“Knitting Isn’t Political”?

Peterloo-1819-R-Carlile_(partial)
The Peterloo Massacre By Richard Carlile (1790–1843) [Public domain], via Wikimedia Commons.  A blue banner saying ‘Liberty and Fraternity’ is still extant.  See here: http://waterloo200.org/200-object/peterloo-banner/
Anyone in the fibre arts world would have to have been living under a rock, in the past week, to have missed the delicious controversy, involving a certain orange buffoon, here:

https://www.ravelry.com/patterns/library/not-for-trump-fans-hat

 

Reading through the comments, one point made by the pattern’s detractors, really got my interest.

Knitting isn’t political.

Yes, right.

Textiles have always been interwoven with political life and dyed deeply with partisan  lifeblood, like it or not.  We can see our humble textile arts as a sort of retreat and escapism from daily life; or a way of engaging with those things that trouble, impact or interest us.  We can also see it as both, at different times in our lives, as those things – escapism and engagement with reality – wax and wane.

But knitting isn’t political? Where to start?

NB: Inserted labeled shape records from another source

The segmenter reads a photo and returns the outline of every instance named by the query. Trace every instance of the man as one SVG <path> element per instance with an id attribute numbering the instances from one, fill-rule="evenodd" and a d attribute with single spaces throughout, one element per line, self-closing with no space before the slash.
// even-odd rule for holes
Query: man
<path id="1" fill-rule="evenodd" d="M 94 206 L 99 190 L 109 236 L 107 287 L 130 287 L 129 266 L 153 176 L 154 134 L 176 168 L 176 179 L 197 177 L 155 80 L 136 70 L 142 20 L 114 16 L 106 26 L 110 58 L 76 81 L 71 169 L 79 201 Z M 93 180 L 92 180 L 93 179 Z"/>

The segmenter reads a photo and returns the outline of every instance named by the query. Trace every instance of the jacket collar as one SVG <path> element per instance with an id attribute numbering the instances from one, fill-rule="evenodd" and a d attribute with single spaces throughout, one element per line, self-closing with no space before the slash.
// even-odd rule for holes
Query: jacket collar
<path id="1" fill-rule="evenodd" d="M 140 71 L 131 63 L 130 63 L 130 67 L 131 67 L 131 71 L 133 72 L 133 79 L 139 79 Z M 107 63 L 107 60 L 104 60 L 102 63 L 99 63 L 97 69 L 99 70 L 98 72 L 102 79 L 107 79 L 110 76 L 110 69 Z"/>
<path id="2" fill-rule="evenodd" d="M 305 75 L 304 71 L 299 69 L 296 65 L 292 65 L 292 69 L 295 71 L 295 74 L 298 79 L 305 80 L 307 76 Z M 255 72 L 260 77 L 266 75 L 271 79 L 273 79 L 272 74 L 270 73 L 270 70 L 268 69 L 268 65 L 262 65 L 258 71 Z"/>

Not just knitting, but all textiles are political. Revolutionary hats, tricoteurs, defying the stranglehold on economies and textile industries by the British Empire with a movement advocating homespun (America, India),  the Rational Clothing movement that segued into suffrage for women,  Garibaldi’s red shirts being dyed in the Yorkshire Dales, English Civil War and American Revolutionary Wars standards; in fact, banners and flags of any nation at any given time in history… Not political?

And then there was my own historical passion – the Luddites. At the height of the Peninsular War (and the Luddite rebellion), there were more soldiers posted to protect mills from attack here in Yorkshire, than there were soldiers stationed in the entire Peninsular, fighting the War. Textiles, on every level, whether mass produced or homemade, are always political.

Knitting has always been as intertwined with political life, as any other kind of textile.

From the banners at Peterloo, to the sea-green green ribbons worn as armbands by the Levellers, to the French Revolution’s “Sea Green Incorruptible” Robespierre, to the charka wheel, symbol of Gandhi, and beyond, the fabric of life is the fabric of protest.

512px-Luddite
Published in May 1812 by Messrs. Walker and Knight, Sweetings Alley, Royal Exchange. This cartoon may have been satirical.  Luddites sometimes  disguised themselves; although usually not in this way. Their ‘otherness’ to the establishment,  made fairly clear, here.  Via Wiki Commons.